Canada’s monetary policy makers probably won’t be getting much of a boost from their fiscal counterparts this year.

Finance Minister Bill Morneau’s 2019-20 budget, unveiled Tuesday in Ottawa, includes new spending of $4 billion in the coming year, representing just 0.2 per cent of gross domestic product and 1.2 per cent of total program expenses. That’s unlikely to provide any significant jolt to the economy, and will probably leave the Bank of Canada’s expectations for government spending relatively unchanged.

“This budget isn’t really going to move the outlook for the Bank of Canada,” Brian DePratto, an economist at Toronto Dominion Bank, said in an interview during the media lockup before the budget documents were released. “The newly announced spending is marginally positive but it’s not likely to register on the macro scale and we’re unlikely to change our forecasts based on anything here.”

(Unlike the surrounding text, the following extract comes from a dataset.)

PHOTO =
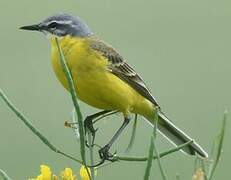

The outlook for Canada has been increasingly uncertain. The economy nearly stalled at the end of 2018, growing a meagre 0.4 per cent in the fourth quarter on an annualized basis. There had been speculation Prime Minister Justin Trudeau, whose Liberals trail the opposition Conservatives in the latest opinion polls, might dip deeper into the red to spur growth in the run up to October election.

“There’s no extra fiscal impulse here,” said Dominique Lapointe, an economist at Laurentien Bank in Montreal. “And the change probably won’t alter the Bank of Canada’s assessment of government spending and its effect on the economy.”